When the eyes of the congregation don't see (2022)
Of course we have seen a righteous man forsaken, so what do those words in Birkat Hamazon mean? The Chatam Sofer enlightens us.
Our parasha concludes with the wondrous Mitzvah of the ‘corpse found on the land..(and) it was not known who smote him’. We read that the elders of the nearest city are commanded to bring a heifer and to axe the back of its neck in a harsh valley. They are then required to wash their hands over the axed heifer, and ‘They shall speak up and say: Our hands have not spilled this blood, and our eyes did not see. Atone for Your people Israel that You have redeemed, O Hashem; Do not place innocent blood in the midst of Your peoplr Israel’. Then the blood shall be atoned for them’.
Our Sages (Sotah 45:) expound:’Would it have crossed our minds that the elders spilled this blood?! Rather, the dead man did not come by us and we let him depart without provisions, and we did not see him, yet sent him off without accompanying him’.
But why, in that event, if they are in no way to blame, are the elders commanded to make this ווידוי: ‘confession’?
Answers the Vilna Gaon: ‘They require atonement, precisely because ‘they did not see’ this lone person! Their words are to be read as:’Our hands did not spill blood’, but ‘we did not see’- the elders are the ‘eyes of the people’, and they failed in their duty ‘to see’.
Rav Yosef Shalom Elyashiv adds:’From the words that the elders are commanded to utter, we can see that they are required to make a ווידוי דברים: a spoken confession; and the Sforno has taught us, in his commentary on the ווידוי מעשרות: ‘the confession of the tithes’- in the following Parasha - that whenever there is a requirement to make a ווידוי: a ‘confession’, it is because there has been a transgression that required atonement.
This is in fact what the elders are saying:True, ‘our hands did not spill blood’, we did not send the deceased away without provisions- which would make us responsible for his death - nor did see him, alone, yet allow him to leave unaccompanied - which would also make us culpable - but the truth is that we did not see him at all, and had we seen him, then he may not have been spared this fate- the ‘confession is ’that ‘we did not see him’’.
The Chatam Sofer offers a different explanation for the culpability of the elders:’The fact that their city was the closest one to the corpse, even though the elders themselves clearly ‘did not spill his blood’, is testimony to their culpability; they did not fulfill their responsibility to prevent crime in their city, and this is why it was from there that the unknown murderer came’.
The Gemara (Taanit 24.), in describing the criteria for a communal leader, brings the following parable:’He is likened to a bride still in her father,s house; if her eyes are beautiful, there is no need to make any further checks; if her eyes are טרוטות: ‘bleary’, then further checks are necessary’.
The commentators explain the parable, by noting that the community leaders are called ‘the eyes of the community’, because their main function, is ‘to see’ clearly, that all is well in their charge.

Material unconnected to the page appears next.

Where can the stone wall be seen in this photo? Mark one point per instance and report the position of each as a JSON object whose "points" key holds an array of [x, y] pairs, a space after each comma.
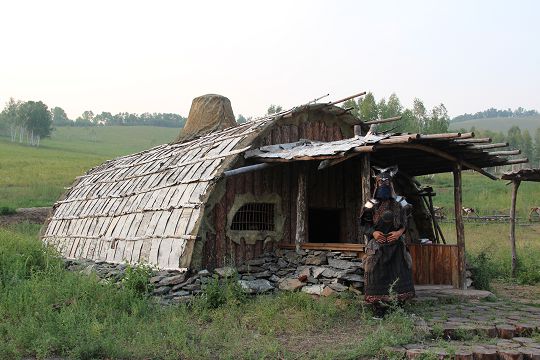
{"points": [[315, 272]]}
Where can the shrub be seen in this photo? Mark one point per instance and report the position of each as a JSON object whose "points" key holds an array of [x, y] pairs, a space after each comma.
{"points": [[528, 270], [222, 292], [21, 257], [482, 269], [6, 210], [137, 279]]}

Rav Shimshon Raphael Hirsch adds: ‘Paramount amongst the charge that is entrusted to the leaders of the community, is the lives and safety of the people. That an unidentified corpse should be found near a city ‘on the land that Hashem gives you’ is a major affront and ‘accusation’ against the leaders; it raises the suspicion that they were derelict in their duties.
‘This is why, to enable them to absolve themselves, the Torah prescribed the very public procedure laid down in our parasha.’
Thus, if, as we have brought, the elders, ‘the eyes of the community’, did not see the unfortunate deceased, they did not fulfill their duty, and are required, like any other transgressor, to repent, ווידוי being one of the three components to obtain atonement.
Rav Yehuda Leib Chasman, brings the admonition of the Prophet (Yirmiyahu 4):’I am judging you for saying ‘I did not transgress’.
Comments the Rav:’Atonement depends upon acknowledging that you have transgressed, as this is one of the components of Teshuva.
‘In the case of the unidentified corpse, it is very likely that the elders might be inclined to avoid accepting guilt, on a varety of grounds, such as, perhaps, that the killer was not of our people.
‘For this very reason- of there being uncertainty, and an opening to evade responsibility - the Torah commanded this very detailed procedure, to stir the souls of all, that there has been a transgression, and that atonement is required.’
A parting gem from the Chatam Sofer: ‘In the concluding passage of Birchat Hamazon, we recite the words:’Once I was young and now I am old, ולא ראיתי: yet I have never watched a righteous man forsaken or his children begging for bread’.
Asks the Sage: ‘Are we to read this literally, are we unaware of there being indigent righteous people in the world?’
He answers beautifully: ‘These words are to be read homiletically: I, whom Hashem has provided for so bountifully, did not allow, whenever I saw this, that the righteous would be wanting: I would see that this did not happen!’